Abstract

Novel TiZrHfCr_0.2Mo and TiZrHfCo_0.07Cr_0.07Mo high-entropy alloys for metallic biomaterials (bio-HEAs) were developed based on the combination of Ti-Nb-Ta-Zr-Mo alloy system and Co-Cr-Mo alloy system as commercially-used metallic biomaterials. Ti-Zr-Hf-Cr-Mo and Ti-Zr-Hf-Co-Cr-Mo bio-HEAs were designed using (a) a tree-like diagram for alloy development, (b) empirical alloy parameters for solid-solution-phase formation, and (c) thermodynamic calculations focused on solidification.
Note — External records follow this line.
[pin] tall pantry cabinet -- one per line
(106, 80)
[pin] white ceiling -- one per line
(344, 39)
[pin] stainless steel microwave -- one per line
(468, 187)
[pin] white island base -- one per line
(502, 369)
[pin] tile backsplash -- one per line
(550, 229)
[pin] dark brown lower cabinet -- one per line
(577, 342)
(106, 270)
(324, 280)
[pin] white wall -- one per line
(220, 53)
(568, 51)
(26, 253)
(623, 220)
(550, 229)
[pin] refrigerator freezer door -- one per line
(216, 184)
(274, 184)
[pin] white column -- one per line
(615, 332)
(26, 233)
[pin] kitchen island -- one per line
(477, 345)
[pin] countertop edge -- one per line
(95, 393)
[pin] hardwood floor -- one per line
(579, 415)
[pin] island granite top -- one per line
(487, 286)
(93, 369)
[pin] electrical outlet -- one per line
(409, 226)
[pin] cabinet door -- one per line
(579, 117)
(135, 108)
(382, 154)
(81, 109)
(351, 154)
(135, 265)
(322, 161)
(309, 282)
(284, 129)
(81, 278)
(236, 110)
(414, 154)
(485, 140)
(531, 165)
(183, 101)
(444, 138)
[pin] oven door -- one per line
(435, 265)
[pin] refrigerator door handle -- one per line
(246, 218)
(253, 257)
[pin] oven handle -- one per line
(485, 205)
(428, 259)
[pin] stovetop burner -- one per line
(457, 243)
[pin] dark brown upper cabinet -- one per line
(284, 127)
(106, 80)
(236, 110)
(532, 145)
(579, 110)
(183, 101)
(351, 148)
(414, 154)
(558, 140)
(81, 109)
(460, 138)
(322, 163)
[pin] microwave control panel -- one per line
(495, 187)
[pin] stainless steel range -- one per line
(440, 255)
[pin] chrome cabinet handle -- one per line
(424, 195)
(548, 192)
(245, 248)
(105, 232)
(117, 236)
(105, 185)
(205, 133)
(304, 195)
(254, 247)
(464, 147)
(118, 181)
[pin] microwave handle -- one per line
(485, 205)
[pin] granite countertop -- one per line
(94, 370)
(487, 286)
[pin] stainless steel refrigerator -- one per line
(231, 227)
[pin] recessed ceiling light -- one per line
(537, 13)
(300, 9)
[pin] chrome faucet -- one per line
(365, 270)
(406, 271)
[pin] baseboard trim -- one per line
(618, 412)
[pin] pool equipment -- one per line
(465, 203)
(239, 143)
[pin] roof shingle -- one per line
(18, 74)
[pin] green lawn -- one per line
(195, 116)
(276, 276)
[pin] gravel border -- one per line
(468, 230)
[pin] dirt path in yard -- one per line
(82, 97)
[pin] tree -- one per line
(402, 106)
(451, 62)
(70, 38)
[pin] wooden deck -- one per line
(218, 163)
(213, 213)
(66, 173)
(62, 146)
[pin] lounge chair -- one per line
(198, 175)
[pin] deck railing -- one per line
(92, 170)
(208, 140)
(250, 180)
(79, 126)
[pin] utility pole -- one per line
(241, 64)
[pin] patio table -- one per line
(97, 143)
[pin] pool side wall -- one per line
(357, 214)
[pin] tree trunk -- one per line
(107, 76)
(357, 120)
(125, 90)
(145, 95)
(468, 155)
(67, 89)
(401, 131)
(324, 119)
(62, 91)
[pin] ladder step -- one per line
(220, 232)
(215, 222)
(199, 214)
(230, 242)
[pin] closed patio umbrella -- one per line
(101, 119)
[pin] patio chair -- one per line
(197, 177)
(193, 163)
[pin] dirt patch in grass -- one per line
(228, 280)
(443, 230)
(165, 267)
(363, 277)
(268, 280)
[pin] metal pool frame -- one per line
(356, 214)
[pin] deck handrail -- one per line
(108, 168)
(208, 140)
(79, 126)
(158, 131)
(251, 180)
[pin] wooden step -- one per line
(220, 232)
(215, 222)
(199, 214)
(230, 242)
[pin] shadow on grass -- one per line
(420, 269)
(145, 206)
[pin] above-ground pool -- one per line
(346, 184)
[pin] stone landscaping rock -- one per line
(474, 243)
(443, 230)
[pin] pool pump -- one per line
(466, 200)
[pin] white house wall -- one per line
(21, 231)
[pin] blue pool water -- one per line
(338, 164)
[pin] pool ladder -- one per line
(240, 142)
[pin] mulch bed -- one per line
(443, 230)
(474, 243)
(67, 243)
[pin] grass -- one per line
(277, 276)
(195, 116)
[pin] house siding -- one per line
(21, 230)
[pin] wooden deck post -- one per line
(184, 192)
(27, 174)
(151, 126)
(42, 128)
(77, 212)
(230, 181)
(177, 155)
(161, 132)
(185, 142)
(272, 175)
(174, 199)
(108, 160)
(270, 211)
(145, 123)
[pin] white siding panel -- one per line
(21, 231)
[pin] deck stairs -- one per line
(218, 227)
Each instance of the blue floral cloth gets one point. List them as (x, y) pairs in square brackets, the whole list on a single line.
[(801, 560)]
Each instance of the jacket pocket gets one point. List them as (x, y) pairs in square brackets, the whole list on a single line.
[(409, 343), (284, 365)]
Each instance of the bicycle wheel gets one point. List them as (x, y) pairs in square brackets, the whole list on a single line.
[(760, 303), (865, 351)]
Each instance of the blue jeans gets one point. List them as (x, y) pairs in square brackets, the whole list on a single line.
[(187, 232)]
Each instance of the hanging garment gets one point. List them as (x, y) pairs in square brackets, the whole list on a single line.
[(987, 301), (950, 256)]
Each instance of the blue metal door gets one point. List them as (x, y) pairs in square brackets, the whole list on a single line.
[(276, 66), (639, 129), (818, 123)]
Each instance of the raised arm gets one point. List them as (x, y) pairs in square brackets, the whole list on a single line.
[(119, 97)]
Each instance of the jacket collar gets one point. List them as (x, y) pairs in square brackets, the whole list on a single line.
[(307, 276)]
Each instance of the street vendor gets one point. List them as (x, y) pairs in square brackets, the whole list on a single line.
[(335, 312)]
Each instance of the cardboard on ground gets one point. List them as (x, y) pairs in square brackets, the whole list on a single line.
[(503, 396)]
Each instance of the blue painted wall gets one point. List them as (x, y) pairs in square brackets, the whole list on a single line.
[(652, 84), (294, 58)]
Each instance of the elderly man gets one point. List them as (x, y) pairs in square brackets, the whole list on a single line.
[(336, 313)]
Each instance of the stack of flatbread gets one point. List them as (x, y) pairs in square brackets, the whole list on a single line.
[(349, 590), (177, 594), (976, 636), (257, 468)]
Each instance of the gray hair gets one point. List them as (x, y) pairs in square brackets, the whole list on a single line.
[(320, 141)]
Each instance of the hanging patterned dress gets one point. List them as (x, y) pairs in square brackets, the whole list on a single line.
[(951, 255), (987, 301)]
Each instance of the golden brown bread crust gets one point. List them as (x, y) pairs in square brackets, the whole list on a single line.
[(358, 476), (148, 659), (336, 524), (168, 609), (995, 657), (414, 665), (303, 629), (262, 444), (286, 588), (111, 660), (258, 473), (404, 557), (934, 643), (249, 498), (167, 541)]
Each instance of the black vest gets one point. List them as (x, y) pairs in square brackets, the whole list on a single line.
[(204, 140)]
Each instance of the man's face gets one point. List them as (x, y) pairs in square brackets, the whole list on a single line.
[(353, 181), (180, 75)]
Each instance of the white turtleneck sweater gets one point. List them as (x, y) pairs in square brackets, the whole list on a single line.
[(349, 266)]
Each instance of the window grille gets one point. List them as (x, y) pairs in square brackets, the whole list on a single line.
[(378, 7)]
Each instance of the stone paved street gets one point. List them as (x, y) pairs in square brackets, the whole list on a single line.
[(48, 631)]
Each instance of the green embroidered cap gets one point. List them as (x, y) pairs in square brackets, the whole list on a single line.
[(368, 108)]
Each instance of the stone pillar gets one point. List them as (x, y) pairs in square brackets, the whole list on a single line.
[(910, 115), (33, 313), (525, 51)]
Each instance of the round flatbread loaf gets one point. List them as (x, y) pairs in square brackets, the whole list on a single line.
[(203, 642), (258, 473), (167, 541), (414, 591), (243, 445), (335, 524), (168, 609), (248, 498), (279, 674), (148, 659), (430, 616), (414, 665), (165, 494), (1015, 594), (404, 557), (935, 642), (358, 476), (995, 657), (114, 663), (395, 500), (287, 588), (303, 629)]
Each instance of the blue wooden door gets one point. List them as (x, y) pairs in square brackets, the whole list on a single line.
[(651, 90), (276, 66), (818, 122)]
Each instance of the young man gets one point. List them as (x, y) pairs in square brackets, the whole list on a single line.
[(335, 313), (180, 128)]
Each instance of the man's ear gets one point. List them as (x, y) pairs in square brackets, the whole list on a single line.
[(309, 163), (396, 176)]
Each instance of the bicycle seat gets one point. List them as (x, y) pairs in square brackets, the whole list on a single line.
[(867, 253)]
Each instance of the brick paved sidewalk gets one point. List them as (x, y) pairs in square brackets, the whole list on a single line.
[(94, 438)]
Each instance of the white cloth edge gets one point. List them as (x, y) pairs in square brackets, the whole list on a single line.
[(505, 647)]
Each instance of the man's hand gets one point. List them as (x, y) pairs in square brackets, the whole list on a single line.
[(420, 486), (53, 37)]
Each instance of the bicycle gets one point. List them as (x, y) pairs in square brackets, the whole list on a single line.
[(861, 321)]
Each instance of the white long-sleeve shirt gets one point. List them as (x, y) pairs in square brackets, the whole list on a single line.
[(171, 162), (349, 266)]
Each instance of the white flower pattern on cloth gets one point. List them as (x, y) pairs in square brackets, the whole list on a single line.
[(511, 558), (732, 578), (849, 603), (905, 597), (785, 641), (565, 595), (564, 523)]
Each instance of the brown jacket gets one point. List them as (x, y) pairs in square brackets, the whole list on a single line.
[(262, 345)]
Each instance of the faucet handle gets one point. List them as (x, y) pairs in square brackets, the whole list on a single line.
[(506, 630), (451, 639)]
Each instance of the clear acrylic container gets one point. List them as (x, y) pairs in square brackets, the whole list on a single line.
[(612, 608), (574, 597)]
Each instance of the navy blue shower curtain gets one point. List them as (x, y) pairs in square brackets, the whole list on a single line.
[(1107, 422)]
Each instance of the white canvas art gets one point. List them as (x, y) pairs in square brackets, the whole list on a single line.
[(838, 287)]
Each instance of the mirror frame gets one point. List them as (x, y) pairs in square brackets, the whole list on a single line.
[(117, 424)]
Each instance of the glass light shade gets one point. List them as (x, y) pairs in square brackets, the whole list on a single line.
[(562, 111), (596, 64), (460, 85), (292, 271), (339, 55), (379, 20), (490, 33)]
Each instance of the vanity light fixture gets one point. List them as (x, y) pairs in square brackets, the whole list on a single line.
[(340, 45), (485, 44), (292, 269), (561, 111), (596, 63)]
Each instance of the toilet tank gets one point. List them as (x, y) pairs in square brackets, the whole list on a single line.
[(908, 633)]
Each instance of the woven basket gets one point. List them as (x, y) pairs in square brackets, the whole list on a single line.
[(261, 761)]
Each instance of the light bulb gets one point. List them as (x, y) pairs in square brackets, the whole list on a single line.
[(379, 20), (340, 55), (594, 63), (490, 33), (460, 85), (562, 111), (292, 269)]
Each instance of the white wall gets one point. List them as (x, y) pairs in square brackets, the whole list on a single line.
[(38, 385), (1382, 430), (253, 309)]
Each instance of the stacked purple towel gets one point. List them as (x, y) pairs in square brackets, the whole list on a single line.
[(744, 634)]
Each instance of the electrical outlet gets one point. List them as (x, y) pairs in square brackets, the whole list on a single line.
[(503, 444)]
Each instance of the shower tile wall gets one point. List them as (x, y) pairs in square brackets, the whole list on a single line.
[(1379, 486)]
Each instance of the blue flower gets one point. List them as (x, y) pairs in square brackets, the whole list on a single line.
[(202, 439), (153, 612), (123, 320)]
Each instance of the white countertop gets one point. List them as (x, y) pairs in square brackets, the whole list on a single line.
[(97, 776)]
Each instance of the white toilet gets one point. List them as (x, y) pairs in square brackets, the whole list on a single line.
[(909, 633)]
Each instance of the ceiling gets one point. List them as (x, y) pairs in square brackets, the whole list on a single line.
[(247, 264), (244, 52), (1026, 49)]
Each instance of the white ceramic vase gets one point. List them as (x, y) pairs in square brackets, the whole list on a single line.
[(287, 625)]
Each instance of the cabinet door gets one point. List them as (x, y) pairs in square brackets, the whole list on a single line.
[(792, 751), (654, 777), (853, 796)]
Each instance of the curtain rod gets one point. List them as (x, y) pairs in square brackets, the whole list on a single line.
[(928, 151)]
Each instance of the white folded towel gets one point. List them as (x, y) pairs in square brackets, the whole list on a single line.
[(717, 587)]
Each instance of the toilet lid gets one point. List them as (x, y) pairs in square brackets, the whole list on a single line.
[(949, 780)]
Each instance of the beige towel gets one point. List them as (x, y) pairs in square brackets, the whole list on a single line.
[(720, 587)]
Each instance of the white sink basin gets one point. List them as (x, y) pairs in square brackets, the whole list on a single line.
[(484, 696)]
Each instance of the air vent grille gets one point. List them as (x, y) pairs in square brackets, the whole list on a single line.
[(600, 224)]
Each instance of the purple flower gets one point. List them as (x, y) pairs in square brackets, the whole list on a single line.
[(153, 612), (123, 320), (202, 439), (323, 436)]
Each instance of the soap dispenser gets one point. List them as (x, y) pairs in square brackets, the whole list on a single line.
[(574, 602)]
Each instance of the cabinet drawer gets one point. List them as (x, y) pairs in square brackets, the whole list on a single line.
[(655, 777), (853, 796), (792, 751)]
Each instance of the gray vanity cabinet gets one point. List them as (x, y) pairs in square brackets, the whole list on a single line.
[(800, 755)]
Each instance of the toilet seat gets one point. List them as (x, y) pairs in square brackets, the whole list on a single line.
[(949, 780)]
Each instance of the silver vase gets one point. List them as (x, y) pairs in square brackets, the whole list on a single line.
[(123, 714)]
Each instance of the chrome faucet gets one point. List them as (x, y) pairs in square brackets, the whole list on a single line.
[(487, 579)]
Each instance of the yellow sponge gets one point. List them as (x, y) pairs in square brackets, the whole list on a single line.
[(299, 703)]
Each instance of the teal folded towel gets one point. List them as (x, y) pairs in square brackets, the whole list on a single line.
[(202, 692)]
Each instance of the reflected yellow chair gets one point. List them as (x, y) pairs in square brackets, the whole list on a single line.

The newly-developed bio-HEAs overcomes the limitation of classical metallic biomaterials by the improvement of (i) mechanical hardness and (ii) biocompatibility all together. The TiZrHfCr_0.2Mo and TiZrHfCo_0.07Cr_0.07Mo bio-HEAs showed superior biocompatibility comparable to that of commercial-purity Ti. The superior biocompatibility, high mechanical hardness and low liquidus temperature for the material processing in TiZrHfCr_0.2Mo and TiZrHfCo_0.07Cr_0.07Mo bio-HEAs compared with the Ti-Nb-Ta-Zr-Mo bio-HEAs gave the authenticity of the application of bio-HEAs for orthopedic implants with multiple functions.